Review: Burning Uncle Tom’s Cabin

Burning Uncle Tom's Cabin
Burning Uncle Tom’s Cabin by Carl Waters
My rating: 4 of 5 stars

I was given this book to read for this review. But I would have read it anyway–it was enjoyable, fast-moving, and clearly written.

This book is the tale of George Harris, his wife Eliza (of ice floe fame), son Harry, and those around him in antebellum slave-owning Kentucky and the free state of Ohio under the ministrations of both slavery and the Fugitive Slave Act. It is also a retelling of Harriet Beecher Stowe’s opus “Uncle Tom’s Cabin,” the book written by a little woman that started a great war.

The story opens as George, a slave of the Harrises of Kentucky, aims to better himself in life in the station where he finds himself loaned out to work for another man in a mill. He is smart, motivated, and a careful and loving husband and father. Unfortunately, his wife and son are owned by the Shelbys, but fortunately, they are good-hearted people (albeit slave-owners!) who give the Harrises space to live as man and wife for small moments here and there when he can get away from his duties. The Shelbys also own the eponymous Uncle Tom of the story’s title.

The exigencies of the time being what they were, the Shelbys fall upon hard times and must sell three slaves desired by the slaver Haley: Tom, Eliza, and Henry.

Meanwhile, George is recalled by Harris to return from the mill, where he is able to use his native wits and quick mind, to the Harris plantation where he is treated as a mule to be beaten and broken until he submits to his fate as a slave.

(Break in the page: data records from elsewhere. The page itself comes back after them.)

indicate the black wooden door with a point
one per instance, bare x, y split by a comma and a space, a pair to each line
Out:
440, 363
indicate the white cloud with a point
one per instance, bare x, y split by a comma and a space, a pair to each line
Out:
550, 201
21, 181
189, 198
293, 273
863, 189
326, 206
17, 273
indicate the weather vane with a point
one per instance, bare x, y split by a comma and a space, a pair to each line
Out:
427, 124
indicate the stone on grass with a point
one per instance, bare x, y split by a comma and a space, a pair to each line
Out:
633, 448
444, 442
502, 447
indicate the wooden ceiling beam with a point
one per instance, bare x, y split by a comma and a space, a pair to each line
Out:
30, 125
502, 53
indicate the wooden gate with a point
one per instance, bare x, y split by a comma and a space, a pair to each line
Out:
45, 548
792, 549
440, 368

The combination of George’s awful treatment by the Harrises and the selling of Eliza, Tom, and Henry to the slaver tip George and his wife and son to escape their separate paths. There are many wild moments in the story where George is threatened with discovery or capture, and times when Eliza and Henry are close to exhaustion and failure. They are pursued relentlessly through Kentucky and Ohio as they all attempt to make the way to Canada. They are helped and hindered by friends and betrayers, and while the story moves along crisply, there are moments of great relief and humor to break the tension. I especially loved the moment when George said to a traveling companion “So you speak horse?”

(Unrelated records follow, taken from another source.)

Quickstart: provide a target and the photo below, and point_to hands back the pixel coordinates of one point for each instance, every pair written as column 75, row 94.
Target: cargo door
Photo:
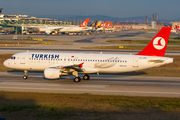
column 23, row 58
column 135, row 62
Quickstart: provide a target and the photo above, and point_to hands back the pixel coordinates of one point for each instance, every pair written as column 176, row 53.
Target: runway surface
column 98, row 84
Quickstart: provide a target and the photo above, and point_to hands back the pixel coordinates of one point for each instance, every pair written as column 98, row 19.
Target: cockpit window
column 13, row 57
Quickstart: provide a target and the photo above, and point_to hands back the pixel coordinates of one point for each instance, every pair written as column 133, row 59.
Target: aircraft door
column 22, row 59
column 135, row 62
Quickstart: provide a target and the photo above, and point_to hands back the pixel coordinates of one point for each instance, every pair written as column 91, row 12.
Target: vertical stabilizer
column 84, row 24
column 158, row 44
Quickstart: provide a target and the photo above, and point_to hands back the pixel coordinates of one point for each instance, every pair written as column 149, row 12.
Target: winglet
column 84, row 24
column 81, row 64
column 158, row 44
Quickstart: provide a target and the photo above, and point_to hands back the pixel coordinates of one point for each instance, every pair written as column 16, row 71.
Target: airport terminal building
column 20, row 23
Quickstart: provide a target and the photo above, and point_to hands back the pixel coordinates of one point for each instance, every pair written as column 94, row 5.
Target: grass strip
column 171, row 70
column 170, row 42
column 47, row 105
column 130, row 47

The author has done his homework, capturing the circumstances of life in the United States in 1851 in both the free and slave states. The people are fleshed out, with more to do than simply advance the story, and the story itself is plotted deftly. George is, by design, the hero of the story, and not Uncle Tom, and George comes across as a good, honest man who is tempted to terrible actions to avenge not just his captivity but the attempted capture of his wife and son. This book is the first of a promised series, and it is clear that there will need to be further books to tell us if — well, I don’t want to give away the ending of this book.

The writing style is clear and lucid, and shows the skill of someone who writes well naturally. It is an easy read, and suited for an afternoon or two in the sun, but as it shows signs of careful research, it would also be useful as an additional resource for classes about the pre-Civil War America.

I did not give this the full five stars only because I felt that, well-written as it is, it seems almost too kind to certain people. I would have liked to see a little more real danger and damage, but given the audience for the book, the presentation of the book might simply be to encourage young adults to read it with the approval of their parents.

I look forward to reading the promised sequels.